Il y a dix ans, le Parti Travailliste dans l'opposition a publié un document d'analyse des politiques intitulé « Nourrir la Nation : créer une industrie alimentaire résiliente et en croissance ».
La toile de fond de cette révision politique vous semblera très familière : « Le monde devra nourrir 8 milliards de personnes d'ici 2025. Le manque d'accès à la terre et à l'eau et les changements climatiques exercent une pression sur le système alimentaire mondial. Au Royaume-Uni, la hausse des prix des denrées alimentaires et la stagnation des salaires ont créé une crise du coût de la vie et une insécurité alimentaire croissante. L'augmentation de la population, le changement climatique et le stress hydrique affecteront la manière dont le Royaume-Uni produit ses aliments. Nous devons produire des denrées alimentaires plus abordables, de manière plus efficace, en gaspillant moins et en nuisant moins à l'environnement ».
Il faisait également suite au rapport UK Foresight Food and Farming Futures, de renommée internationale, présidé par le professeur Sir John Beddington, qui a exhorté les gouvernements du monde entier à poursuivre des politiques d'« intensification durable » dans l'agriculture, à la fois par l'application concertée des technologies agricoles existantes et en investissant sans tarder dans la recherche et l'innovation nécessaires pour aider le système alimentaire mondial à faire face à la « tempête parfaite » des défis décrits ci-dessus.
À l'époque, la politique prescrite par le Parti Travailliste était sensée et cohérente, celui-ci s'engageant dans son rapport à « travailler avec le secteur agricole, les producteurs de denrées alimentaires et le secteur associatif pour parvenir à une "intensification durable" – des rendements plus élevés et une production plus efficace tout en reconnaissant les contraintes environnementales ».
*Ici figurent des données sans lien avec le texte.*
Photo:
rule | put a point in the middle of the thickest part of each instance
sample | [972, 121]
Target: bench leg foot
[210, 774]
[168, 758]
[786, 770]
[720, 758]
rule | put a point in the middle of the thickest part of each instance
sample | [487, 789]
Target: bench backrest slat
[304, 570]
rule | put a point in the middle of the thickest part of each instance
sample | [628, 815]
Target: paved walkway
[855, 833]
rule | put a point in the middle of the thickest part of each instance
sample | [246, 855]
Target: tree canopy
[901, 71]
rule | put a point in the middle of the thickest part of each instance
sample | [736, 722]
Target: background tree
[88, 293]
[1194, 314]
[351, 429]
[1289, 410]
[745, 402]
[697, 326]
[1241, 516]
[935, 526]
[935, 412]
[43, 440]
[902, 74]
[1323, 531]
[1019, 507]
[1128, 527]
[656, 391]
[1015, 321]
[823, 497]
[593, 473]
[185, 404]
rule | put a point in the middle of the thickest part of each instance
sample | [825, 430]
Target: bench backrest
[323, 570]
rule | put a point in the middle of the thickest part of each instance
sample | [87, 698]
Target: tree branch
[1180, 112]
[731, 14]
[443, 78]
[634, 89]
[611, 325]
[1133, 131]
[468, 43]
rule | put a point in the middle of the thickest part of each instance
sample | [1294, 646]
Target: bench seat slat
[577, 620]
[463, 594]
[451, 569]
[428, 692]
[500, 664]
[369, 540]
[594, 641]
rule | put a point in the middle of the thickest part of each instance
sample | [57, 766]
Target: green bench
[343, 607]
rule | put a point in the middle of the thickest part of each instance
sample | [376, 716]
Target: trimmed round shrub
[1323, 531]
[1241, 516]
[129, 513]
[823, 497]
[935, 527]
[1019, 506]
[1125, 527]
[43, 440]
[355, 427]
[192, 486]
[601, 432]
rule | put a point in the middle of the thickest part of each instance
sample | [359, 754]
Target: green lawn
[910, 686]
Il a également souligné l'importance cruciale de la recherche translationnelle et de l'innovation : « La Grande-Bretagne abrite certaines des meilleures universités et centres de recherche au monde dans les domaines de l'agriculture, de l'alimentation, des sciences de la vie et de l'environnement. Nous devons trouver des applications pratiques et commerciales pour cette recherche dans la production alimentaire nationale afin de nous aider à assurer un approvisionnement alimentaire durable. En se concentrant sur les gains de productivité et l'utilisation efficace des ressources grâce à la technologie et à l'innovation, le secteur alimentaire continuera à être compétitif dans l'économie mondiale. »
Le rapport reconnaît également l'importance des biotechnologies modernes comme l'un des outils nécessaires pour soutenir une plus grande résilience dans le domaine de l'alimentation et de l'agriculture : « Les biotechnologies ne peuvent pas, à elles seules, augmenter l'offre alimentaire nationale du Royaume-Uni, mais elles peuvent être l'un des outils utilisés pour assurer une meilleure résilience de la chaîne alimentaire britannique et pour réduire les dommages causés à l'environnement. »
Je ne peux être en désaccord avec aucune de ces déclarations. Il me serait même difficile de les améliorer.
Mais dix ans plus tard, et alors que les travaillistes ont été élus avec une majorité aussi écrasante, que nous réserve l'avenir ?
La première chose à dire est qu'aucun des défis auxquels le système alimentaire mondial était confronté il y a dix ans n'a disparu, ni même diminué. En fait, ils se sont probablement intensifiés dans le sillage de la Covid et de l'invasion illégale de l'Ukraine par la Russie.
Au cours de la campagne électorale, tous les grands partis politiques ont souligné l'importance de la sécurité alimentaire nationale. « La sécurité alimentaire est la sécurité nationale », a déclaré le manifeste du Parti Travailliste, qui s'est engagé à « défendre l'agriculture britannique tout en protégeant l'environnement ».
Mais sans mention spécifique de la science et de l'innovation agricoles, comment la nouvelle équipe de ministres, tous désireux de souligner que le Parti Travailliste est « favorable à la science et à l'innovation », fera-t-elle avancer les engagements pris il y a dix ans ?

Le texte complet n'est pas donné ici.